Wednesday, November 16, 2016

The Hollywood Ten: Alvah Bessie


 

Alvah Bessie came from a wealthy family with an authoritarian father. His father used the family's wealth to control his children, dictating what they would study in college and where they would study it. Upon his father's death, Alvah chose to leave his practical studies behind and focus on the arts, originally becoming an actor. Unable to break out, he moved to France to live with other American expatriates in the artist section of town. Originally translating French novels into English, he quickly began writing his own novels. The world took notice and he earned plaudits from the likes of Ernest Hemingway.

Upon his return to the United States, Bessie became ensconced at Warner Brothers, writing and punching up scripts. At the time, the studio system would keep a staff writers on the payroll who would be called upon to fix existing scripts, adapt novels into scripts and anything else the studio might assign. (These days, most writers outside of television are not actual studio employees.)

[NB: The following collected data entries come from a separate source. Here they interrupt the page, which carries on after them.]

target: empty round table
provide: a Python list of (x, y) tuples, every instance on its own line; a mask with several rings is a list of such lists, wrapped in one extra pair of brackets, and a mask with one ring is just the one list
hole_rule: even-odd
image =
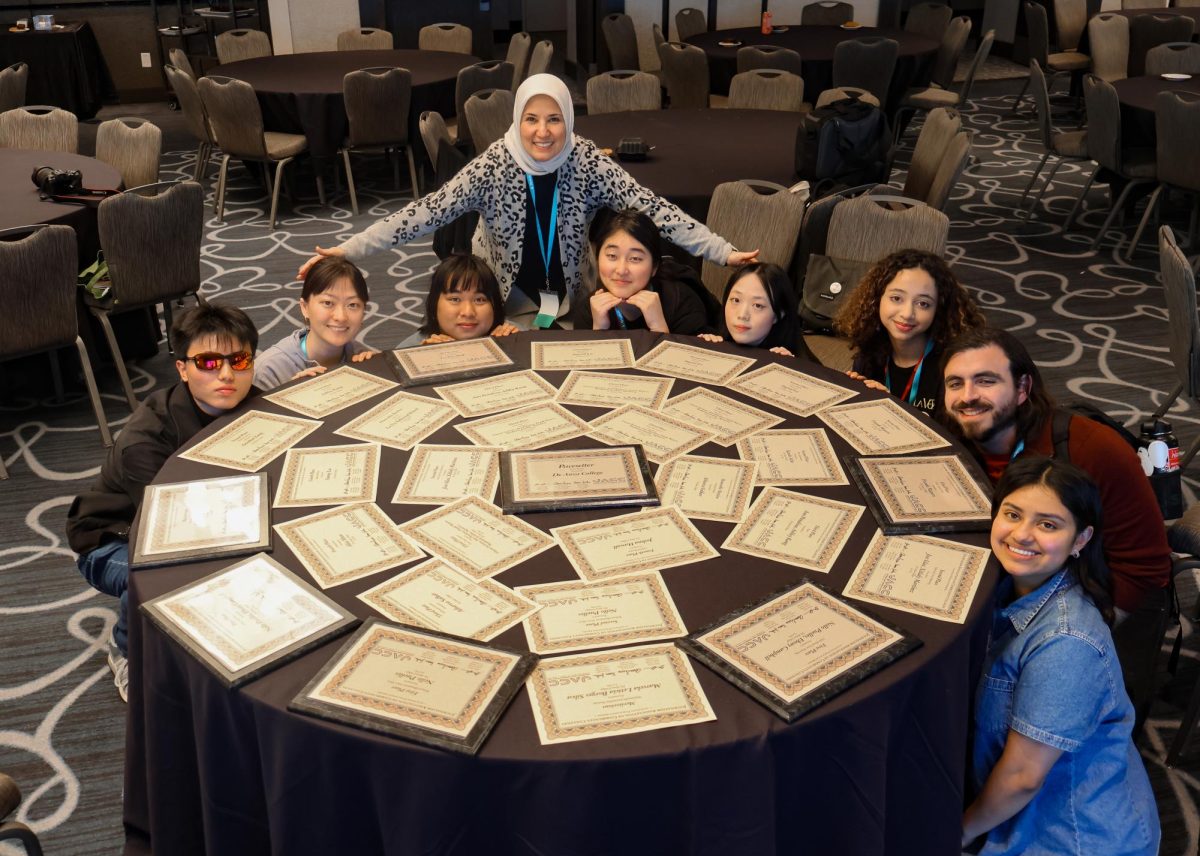
[(1200, 98), (1200, 75), (1188, 80), (1167, 80), (1156, 74), (1113, 81), (1121, 102), (1122, 144), (1153, 147), (1158, 139), (1154, 129), (1155, 101), (1160, 92), (1178, 92)]

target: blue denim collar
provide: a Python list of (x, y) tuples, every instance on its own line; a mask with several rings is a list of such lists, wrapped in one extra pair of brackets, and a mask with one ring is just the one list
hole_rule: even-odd
[[(1001, 618), (1007, 618), (1011, 621), (1013, 628), (1018, 633), (1022, 633), (1029, 626), (1030, 622), (1037, 617), (1038, 612), (1049, 602), (1050, 598), (1054, 597), (1059, 591), (1070, 588), (1074, 583), (1074, 577), (1067, 572), (1066, 568), (1063, 568), (1029, 594), (1017, 598), (1008, 606), (1000, 608), (998, 614)], [(1012, 577), (1006, 576), (997, 591), (997, 597), (1001, 603), (1012, 593), (1012, 586)]]

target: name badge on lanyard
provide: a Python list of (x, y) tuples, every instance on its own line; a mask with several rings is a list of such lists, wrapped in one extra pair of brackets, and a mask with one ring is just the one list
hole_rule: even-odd
[(538, 216), (537, 190), (533, 186), (533, 177), (525, 173), (525, 183), (529, 186), (529, 198), (533, 202), (534, 231), (538, 236), (538, 249), (542, 255), (542, 268), (546, 271), (546, 284), (540, 291), (541, 305), (538, 306), (537, 317), (533, 326), (545, 330), (558, 317), (559, 298), (550, 287), (550, 257), (554, 255), (554, 240), (558, 235), (558, 182), (554, 183), (554, 196), (550, 201), (550, 227), (543, 233), (542, 220)]

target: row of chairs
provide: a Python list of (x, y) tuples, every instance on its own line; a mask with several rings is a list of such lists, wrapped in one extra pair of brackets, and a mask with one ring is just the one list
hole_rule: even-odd
[[(340, 51), (391, 50), (392, 34), (377, 27), (356, 27), (337, 35)], [(271, 56), (271, 37), (262, 30), (239, 28), (217, 35), (217, 61), (221, 65)], [(430, 24), (417, 33), (417, 47), (423, 51), (471, 53), (471, 30), (462, 24)], [(178, 65), (176, 63), (176, 65)]]

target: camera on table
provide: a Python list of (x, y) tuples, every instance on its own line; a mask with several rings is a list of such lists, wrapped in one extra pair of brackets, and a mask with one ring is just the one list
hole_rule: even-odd
[(77, 169), (39, 166), (33, 171), (33, 183), (47, 196), (72, 196), (83, 192), (83, 173)]

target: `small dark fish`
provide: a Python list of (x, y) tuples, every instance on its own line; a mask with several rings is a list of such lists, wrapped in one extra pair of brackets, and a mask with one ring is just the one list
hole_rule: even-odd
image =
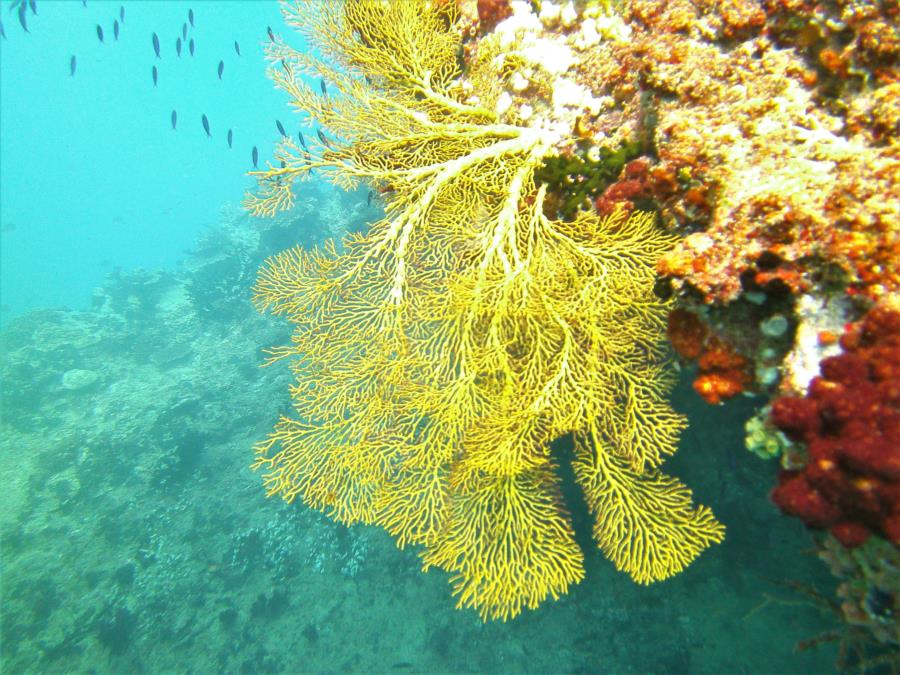
[(237, 40), (234, 41), (234, 51), (238, 56), (241, 55), (241, 46), (237, 43)]
[(322, 90), (322, 96), (328, 97), (328, 89), (325, 87), (325, 78), (319, 80), (319, 89)]
[(175, 54), (181, 58), (181, 38), (175, 40)]
[(231, 141), (234, 139), (234, 135), (231, 132), (231, 129), (228, 130), (228, 147), (231, 147)]
[(286, 166), (287, 166), (287, 162), (285, 162), (284, 160), (281, 160), (281, 168), (283, 169)]
[(281, 124), (281, 120), (275, 120), (275, 126), (278, 128), (278, 133), (282, 136), (287, 136), (287, 133), (284, 130), (284, 126)]
[(6, 39), (6, 31), (3, 30), (3, 22), (2, 21), (0, 21), (0, 37), (2, 37), (4, 40)]
[(75, 74), (75, 66), (76, 65), (78, 65), (78, 64), (75, 62), (75, 55), (72, 54), (72, 58), (69, 59), (69, 77), (72, 77), (72, 75)]
[(103, 26), (99, 23), (97, 24), (97, 39), (103, 42)]
[(153, 66), (153, 86), (156, 86), (156, 81), (159, 79), (159, 71), (156, 69), (156, 66)]
[(87, 7), (87, 0), (81, 0), (81, 6)]
[(175, 125), (178, 124), (178, 111), (172, 111), (172, 131), (175, 131)]
[(209, 133), (209, 120), (206, 118), (206, 113), (200, 118), (200, 121), (203, 122), (203, 131), (206, 132), (207, 136), (212, 137), (212, 134)]
[(181, 24), (181, 38), (183, 40), (187, 40), (187, 24), (186, 23)]
[(188, 42), (188, 51), (191, 53), (191, 56), (194, 55), (194, 38), (191, 38), (191, 41)]
[(159, 58), (159, 36), (153, 34), (153, 51), (156, 52), (156, 58)]
[(194, 27), (194, 10), (188, 9), (188, 21), (191, 24), (191, 28)]
[(3, 223), (3, 227), (0, 227), (0, 232), (15, 232), (16, 224), (15, 223)]
[(375, 196), (375, 190), (369, 190), (369, 196), (366, 197), (366, 206), (372, 206), (372, 197)]
[(125, 23), (125, 5), (119, 7), (119, 21)]
[(37, 0), (28, 0), (28, 6), (31, 7), (31, 13), (37, 16)]
[(225, 72), (225, 62), (219, 61), (219, 69), (216, 71), (219, 74), (219, 79), (222, 79), (222, 73)]
[(118, 19), (113, 21), (113, 37), (116, 40), (119, 39), (119, 21), (118, 21)]
[(269, 39), (270, 39), (272, 42), (275, 42), (275, 33), (272, 32), (272, 27), (271, 27), (271, 26), (266, 26), (266, 33), (269, 34)]
[(333, 150), (333, 148), (331, 147), (331, 142), (327, 138), (325, 138), (325, 134), (322, 133), (321, 129), (316, 129), (316, 135), (319, 137), (319, 140), (322, 141), (322, 144), (326, 148)]
[(22, 24), (22, 28), (25, 30), (25, 32), (28, 33), (28, 22), (25, 20), (26, 9), (28, 9), (28, 5), (26, 5), (24, 2), (19, 5), (19, 23)]
[(287, 61), (285, 61), (284, 59), (281, 59), (281, 67), (284, 68), (284, 72), (286, 72), (288, 75), (291, 74), (291, 67), (287, 64)]
[(303, 146), (303, 149), (308, 151), (309, 148), (306, 147), (306, 139), (303, 138), (303, 132), (302, 132), (302, 131), (298, 131), (298, 132), (297, 132), (297, 137), (300, 139), (300, 145)]
[(256, 146), (253, 146), (253, 152), (250, 153), (250, 157), (253, 159), (253, 168), (258, 169), (259, 165), (257, 161), (259, 161), (259, 150), (256, 149)]

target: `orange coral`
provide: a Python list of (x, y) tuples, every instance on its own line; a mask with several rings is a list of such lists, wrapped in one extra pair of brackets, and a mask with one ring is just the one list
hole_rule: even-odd
[[(871, 0), (630, 8), (634, 67), (659, 96), (653, 196), (664, 221), (691, 233), (658, 271), (707, 303), (748, 283), (805, 292), (835, 268), (853, 293), (900, 290), (896, 10)], [(822, 105), (835, 92), (840, 105)]]
[(694, 390), (707, 403), (721, 403), (750, 386), (749, 361), (713, 334), (696, 314), (684, 309), (672, 311), (668, 336), (679, 356), (697, 360), (699, 372), (694, 380)]
[(745, 391), (752, 382), (747, 359), (716, 336), (707, 341), (697, 360), (696, 391), (707, 403), (718, 404)]
[(696, 314), (676, 309), (669, 313), (668, 335), (678, 355), (693, 360), (703, 351), (709, 330)]

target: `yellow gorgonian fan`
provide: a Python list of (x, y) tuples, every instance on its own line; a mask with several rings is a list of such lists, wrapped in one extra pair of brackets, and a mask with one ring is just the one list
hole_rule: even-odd
[[(681, 571), (723, 528), (660, 473), (684, 420), (669, 406), (674, 240), (648, 213), (544, 213), (549, 131), (460, 95), (454, 3), (284, 6), (323, 58), (276, 40), (271, 75), (340, 139), (257, 172), (257, 214), (316, 168), (386, 188), (386, 216), (340, 252), (267, 261), (254, 300), (295, 324), (294, 415), (257, 447), (269, 494), (377, 523), (450, 571), (460, 605), (509, 618), (583, 576), (550, 455), (571, 434), (603, 552), (640, 583)], [(326, 77), (316, 93), (301, 75)], [(470, 74), (485, 82), (484, 73)]]

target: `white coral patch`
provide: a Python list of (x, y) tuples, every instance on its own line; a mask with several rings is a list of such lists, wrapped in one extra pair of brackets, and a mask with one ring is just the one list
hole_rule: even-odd
[(850, 309), (849, 302), (844, 298), (826, 300), (813, 295), (801, 295), (795, 312), (797, 332), (794, 334), (794, 348), (784, 360), (784, 379), (788, 391), (805, 394), (809, 383), (819, 374), (822, 359), (841, 351), (837, 344), (822, 345), (819, 333), (828, 331), (840, 335)]
[(544, 2), (541, 3), (541, 11), (538, 16), (545, 26), (550, 27), (556, 25), (561, 13), (562, 7), (555, 2), (550, 2), (550, 0), (544, 0)]
[(575, 47), (590, 49), (600, 44), (601, 39), (600, 33), (597, 32), (596, 19), (588, 18), (581, 22), (581, 34), (575, 38)]
[(523, 38), (520, 53), (551, 75), (567, 73), (575, 64), (575, 54), (567, 45), (534, 35)]
[(539, 33), (543, 26), (541, 20), (531, 10), (531, 5), (522, 0), (513, 0), (512, 16), (504, 19), (494, 27), (494, 35), (500, 40), (501, 47), (511, 47), (522, 39), (526, 33)]
[(618, 14), (601, 14), (596, 19), (597, 32), (606, 40), (628, 42), (631, 39), (631, 26)]
[(513, 91), (525, 91), (528, 89), (528, 84), (528, 78), (518, 70), (509, 78), (509, 86), (513, 88)]
[(575, 25), (575, 22), (578, 20), (578, 11), (575, 9), (575, 5), (572, 4), (572, 0), (569, 0), (566, 6), (562, 8), (559, 18), (562, 21), (562, 25), (566, 28)]
[(557, 114), (564, 114), (565, 108), (596, 108), (600, 111), (599, 101), (584, 86), (572, 80), (560, 77), (553, 83), (553, 108)]
[(502, 115), (509, 107), (512, 105), (512, 96), (509, 95), (509, 92), (502, 92), (500, 96), (497, 97), (497, 114)]

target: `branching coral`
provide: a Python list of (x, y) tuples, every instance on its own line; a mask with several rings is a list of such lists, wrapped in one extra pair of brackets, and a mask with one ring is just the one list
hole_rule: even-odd
[(271, 75), (337, 140), (309, 154), (283, 141), (284, 166), (257, 174), (247, 206), (283, 208), (315, 168), (379, 186), (386, 217), (340, 250), (289, 250), (261, 270), (257, 306), (296, 324), (272, 358), (293, 357), (297, 380), (295, 417), (255, 466), (270, 494), (423, 545), (461, 606), (506, 619), (583, 576), (550, 454), (563, 435), (597, 540), (636, 581), (681, 571), (723, 528), (659, 471), (684, 426), (653, 294), (672, 236), (642, 212), (545, 215), (535, 175), (558, 132), (499, 119), (495, 60), (475, 61), (467, 93), (454, 12), (284, 6), (335, 65), (276, 40)]

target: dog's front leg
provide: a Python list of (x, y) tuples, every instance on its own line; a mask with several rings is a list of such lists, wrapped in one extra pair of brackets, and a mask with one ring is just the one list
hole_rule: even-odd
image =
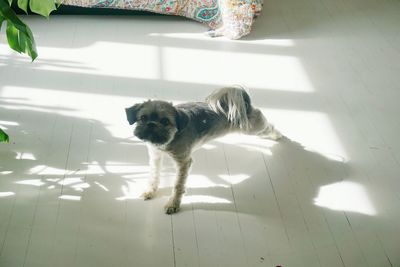
[(190, 165), (192, 164), (191, 158), (175, 159), (177, 166), (177, 177), (172, 195), (165, 205), (165, 212), (167, 214), (176, 213), (179, 211), (181, 205), (182, 195), (185, 193), (186, 178), (189, 174)]
[(158, 190), (163, 160), (162, 152), (153, 145), (148, 144), (147, 151), (149, 153), (150, 177), (147, 190), (142, 194), (144, 200), (152, 199)]

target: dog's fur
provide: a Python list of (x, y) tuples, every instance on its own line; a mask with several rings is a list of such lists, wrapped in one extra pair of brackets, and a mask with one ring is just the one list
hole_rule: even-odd
[(149, 188), (145, 200), (154, 197), (159, 181), (163, 154), (176, 163), (177, 177), (172, 195), (165, 206), (167, 214), (179, 210), (185, 182), (192, 164), (192, 152), (208, 140), (230, 132), (259, 135), (277, 140), (279, 131), (267, 122), (261, 111), (251, 105), (242, 87), (214, 91), (205, 102), (173, 106), (165, 101), (147, 101), (126, 109), (134, 135), (146, 142), (149, 152)]

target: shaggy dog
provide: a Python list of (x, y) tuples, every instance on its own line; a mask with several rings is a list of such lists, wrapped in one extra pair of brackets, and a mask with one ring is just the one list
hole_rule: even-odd
[(185, 182), (192, 164), (192, 153), (205, 142), (231, 132), (258, 135), (273, 140), (282, 135), (267, 122), (261, 111), (251, 105), (242, 87), (214, 91), (205, 102), (172, 105), (149, 100), (126, 109), (134, 135), (147, 144), (150, 163), (149, 187), (145, 200), (154, 197), (163, 154), (176, 163), (177, 175), (172, 195), (165, 206), (167, 214), (179, 211)]

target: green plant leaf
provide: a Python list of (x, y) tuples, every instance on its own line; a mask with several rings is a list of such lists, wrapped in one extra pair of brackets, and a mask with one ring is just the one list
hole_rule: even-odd
[[(25, 23), (23, 23), (15, 14), (14, 10), (5, 2), (5, 0), (0, 0), (0, 16), (2, 16), (7, 22), (11, 22), (20, 31), (24, 31), (28, 34)], [(33, 39), (33, 36), (32, 36)]]
[(56, 10), (56, 4), (54, 0), (30, 0), (29, 7), (31, 8), (32, 12), (45, 17), (49, 17), (50, 13)]
[(10, 142), (8, 135), (2, 129), (0, 129), (0, 142), (4, 143)]
[(25, 34), (20, 34), (19, 35), (19, 41), (20, 41), (20, 46), (22, 48), (22, 52), (25, 54), (28, 54), (31, 58), (32, 61), (37, 58), (38, 54), (36, 51), (36, 45), (34, 40), (30, 40), (28, 36)]
[[(29, 29), (26, 30), (30, 32)], [(7, 22), (7, 40), (9, 46), (19, 53), (28, 54), (32, 61), (37, 57), (35, 41), (26, 32), (17, 29), (14, 24)]]
[(9, 46), (19, 53), (26, 53), (32, 61), (37, 57), (35, 40), (28, 26), (23, 23), (5, 0), (0, 0), (0, 17), (7, 20)]
[[(9, 46), (19, 53), (26, 53), (32, 61), (38, 56), (32, 31), (22, 22), (10, 7), (13, 0), (0, 0), (0, 29), (4, 20), (7, 21), (7, 40)], [(26, 13), (28, 5), (32, 12), (49, 17), (60, 5), (61, 0), (18, 0), (18, 6)]]
[(29, 0), (18, 0), (19, 8), (25, 11), (26, 14), (28, 14), (28, 2)]
[(3, 24), (4, 21), (5, 19), (3, 18), (3, 16), (0, 16), (0, 31), (1, 31), (1, 25)]
[(21, 53), (22, 48), (19, 45), (18, 29), (12, 23), (7, 22), (6, 34), (8, 45), (18, 53)]

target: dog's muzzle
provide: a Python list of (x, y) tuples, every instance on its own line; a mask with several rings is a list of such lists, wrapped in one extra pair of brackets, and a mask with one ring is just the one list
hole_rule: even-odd
[(168, 132), (160, 129), (157, 123), (154, 122), (148, 122), (144, 126), (136, 127), (134, 135), (143, 141), (150, 141), (156, 145), (165, 144), (170, 139)]

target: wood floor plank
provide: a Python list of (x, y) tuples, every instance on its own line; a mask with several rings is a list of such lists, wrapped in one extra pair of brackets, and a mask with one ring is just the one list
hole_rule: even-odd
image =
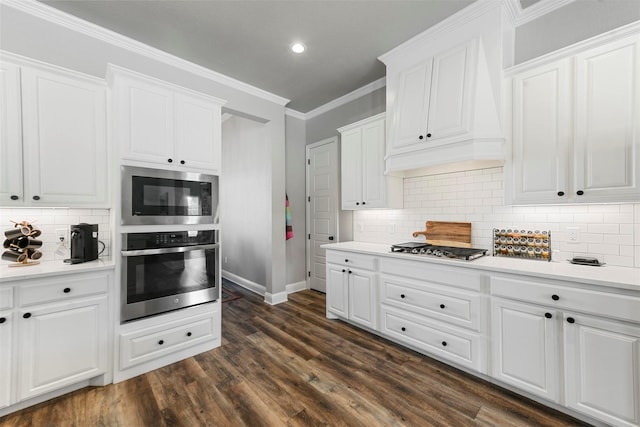
[(276, 306), (225, 283), (222, 347), (0, 418), (0, 427), (581, 426), (360, 328), (325, 296)]

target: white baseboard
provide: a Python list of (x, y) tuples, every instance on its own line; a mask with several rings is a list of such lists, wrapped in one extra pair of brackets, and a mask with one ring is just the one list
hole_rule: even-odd
[(277, 294), (271, 294), (267, 292), (264, 295), (264, 301), (270, 305), (276, 305), (283, 302), (287, 302), (287, 291), (278, 292)]
[(252, 282), (251, 280), (247, 280), (244, 277), (240, 277), (236, 274), (229, 273), (226, 270), (222, 270), (222, 277), (225, 279), (231, 280), (233, 283), (236, 283), (245, 289), (250, 290), (254, 294), (258, 294), (264, 297), (265, 294), (267, 293), (267, 290), (263, 285), (256, 282)]
[(289, 283), (287, 285), (287, 294), (292, 294), (294, 292), (300, 292), (307, 289), (307, 281), (302, 280), (296, 283)]

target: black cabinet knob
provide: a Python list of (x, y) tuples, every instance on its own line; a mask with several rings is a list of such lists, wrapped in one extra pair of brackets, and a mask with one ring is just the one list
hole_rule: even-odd
[(401, 330), (402, 332), (404, 332), (404, 331), (406, 331), (406, 330), (407, 330), (407, 328), (405, 328), (405, 327), (403, 326), (402, 328), (400, 328), (400, 330)]
[(20, 197), (16, 196), (15, 194), (11, 195), (11, 200), (18, 200)]
[(31, 317), (31, 313), (25, 313), (25, 314), (22, 315), (22, 317), (24, 319), (28, 319), (29, 317)]
[(349, 262), (349, 260), (348, 260), (348, 259), (345, 259), (345, 260), (344, 260), (344, 262)]
[(159, 345), (164, 344), (164, 340), (160, 340), (160, 341), (158, 341), (158, 344), (159, 344)]
[(427, 138), (431, 138), (431, 134), (430, 133), (427, 134)]
[(560, 299), (560, 297), (556, 294), (551, 295), (551, 299), (554, 301), (558, 301)]
[(442, 341), (442, 346), (446, 347), (447, 346), (447, 342), (446, 341)]
[(558, 196), (560, 197), (564, 196), (564, 191), (558, 191)]
[(348, 273), (351, 274), (351, 270), (349, 270)]
[(578, 196), (582, 196), (582, 195), (584, 194), (584, 191), (582, 191), (582, 190), (578, 190), (578, 191), (576, 191), (576, 194), (577, 194)]
[(544, 317), (546, 317), (547, 319), (551, 319), (553, 316), (551, 315), (551, 313), (545, 313)]
[(573, 317), (567, 317), (567, 322), (576, 323), (576, 319), (574, 319)]
[(190, 337), (192, 334), (191, 332), (187, 332), (187, 336)]
[(404, 294), (400, 294), (400, 298), (404, 298)]
[(333, 240), (333, 236), (329, 236), (329, 240)]
[(418, 135), (418, 139), (424, 139), (424, 136)]
[(366, 204), (367, 204), (367, 202), (362, 202), (362, 204), (363, 204), (363, 205), (366, 205)]
[(6, 321), (7, 321), (7, 318), (6, 318), (6, 317), (0, 317), (0, 323), (4, 323), (4, 322), (6, 322)]
[(167, 162), (173, 163), (173, 159), (167, 159)]
[(185, 163), (184, 160), (180, 160), (181, 165), (184, 165), (184, 163)]
[(68, 294), (69, 292), (71, 292), (71, 288), (64, 288), (62, 292), (64, 292), (65, 294)]
[(343, 273), (346, 273), (346, 272), (347, 272), (347, 270), (345, 270), (345, 269), (343, 268), (343, 269), (342, 269), (342, 272), (343, 272)]
[(440, 308), (445, 308), (445, 305), (444, 304), (440, 304)]
[(33, 200), (40, 200), (40, 196), (33, 196)]
[(356, 202), (356, 206), (360, 206), (360, 202)]

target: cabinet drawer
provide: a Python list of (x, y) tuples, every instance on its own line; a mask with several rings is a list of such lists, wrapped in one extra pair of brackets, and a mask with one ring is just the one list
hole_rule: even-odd
[(120, 336), (120, 369), (216, 338), (213, 313)]
[(87, 295), (104, 294), (108, 288), (108, 275), (69, 275), (39, 281), (34, 285), (18, 287), (20, 306), (74, 299)]
[(380, 283), (385, 304), (480, 330), (480, 295), (477, 293), (395, 276), (382, 275)]
[(510, 277), (491, 277), (491, 294), (549, 307), (640, 322), (640, 297)]
[(0, 288), (0, 310), (13, 308), (13, 287)]
[(375, 270), (376, 257), (356, 254), (353, 252), (327, 251), (327, 263), (338, 264), (347, 267)]
[(483, 276), (480, 272), (468, 268), (441, 266), (425, 261), (410, 261), (381, 257), (379, 261), (381, 273), (403, 276), (415, 280), (428, 280), (431, 283), (456, 286), (479, 291)]
[(482, 366), (482, 341), (479, 334), (449, 327), (421, 316), (382, 308), (381, 332), (443, 359), (477, 371)]

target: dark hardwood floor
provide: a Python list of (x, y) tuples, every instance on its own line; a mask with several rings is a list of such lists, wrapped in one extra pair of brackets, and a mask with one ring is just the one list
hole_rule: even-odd
[(238, 286), (222, 347), (10, 414), (9, 426), (575, 426), (575, 419), (346, 323), (324, 294)]

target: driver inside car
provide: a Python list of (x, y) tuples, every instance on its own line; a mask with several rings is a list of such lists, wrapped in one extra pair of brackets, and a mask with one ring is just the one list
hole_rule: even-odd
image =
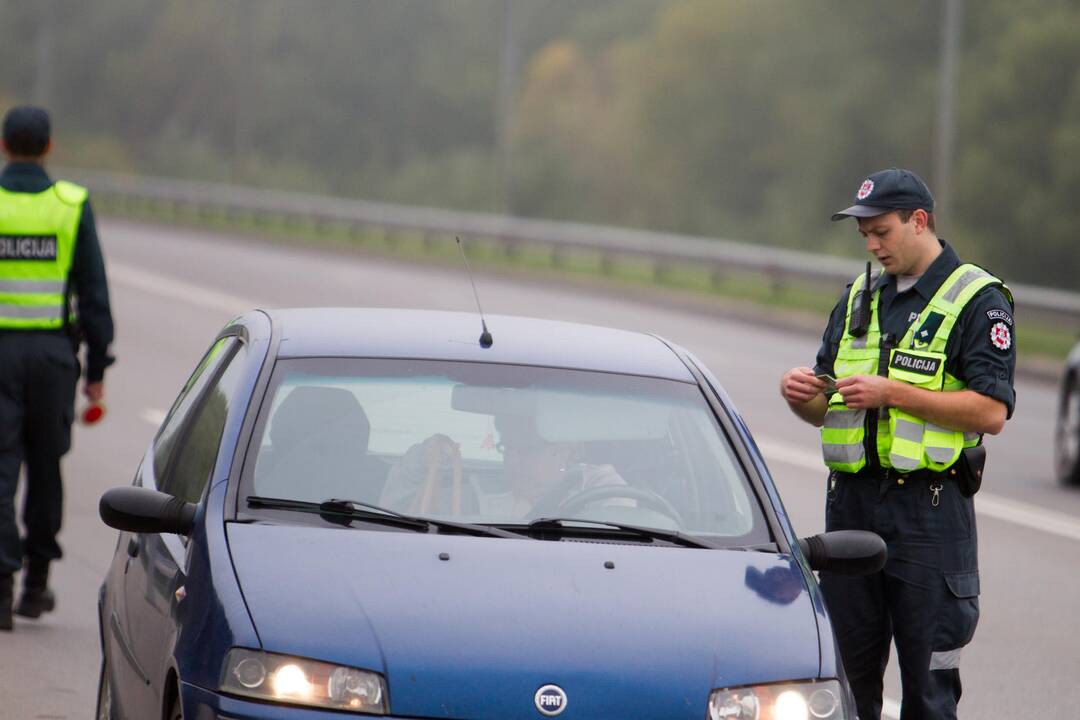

Alvah soon grew concerned with the rise of fascism around the world, but particularly in Europe. Seeing no movement willing to fight back against this, he joined the American Communist party. While the United States would eventually start fighting fascism on the side of the Allied Powers during WWII, Bessie was considered to be "pre-maturely anti-fascist", which brought scrutiny upon him. At the conclusion of the war, looking for a new nemesis, Congress chose communism and began heaping scorn upon anyone deemed "anti-American". Alvah found himself on the outs with the mainstream.

Mr. Bessie soon found himself summoned before HUAC to participate in the kangaroo court that didn't seek to arrest anyone; as a matter of fact it was not illegal to be a communist or communist sympathizer. The hearings were mainly setup to stir up the populace against communism and provide a showcase for their grandstanding. Alvah chose to defy the order and spent ten months in jail. Since it wasn't illegal to be a communist, the only way to punish anyone was to blacklist them from work, which sadly happened to Bessie.

While Bessie never worked in Hollywood again, he did continue writing novels, eventually telling his side of the story in the fictionalized The Un-Americans. While Mr. Bessie's life eventually recovered, his career never did.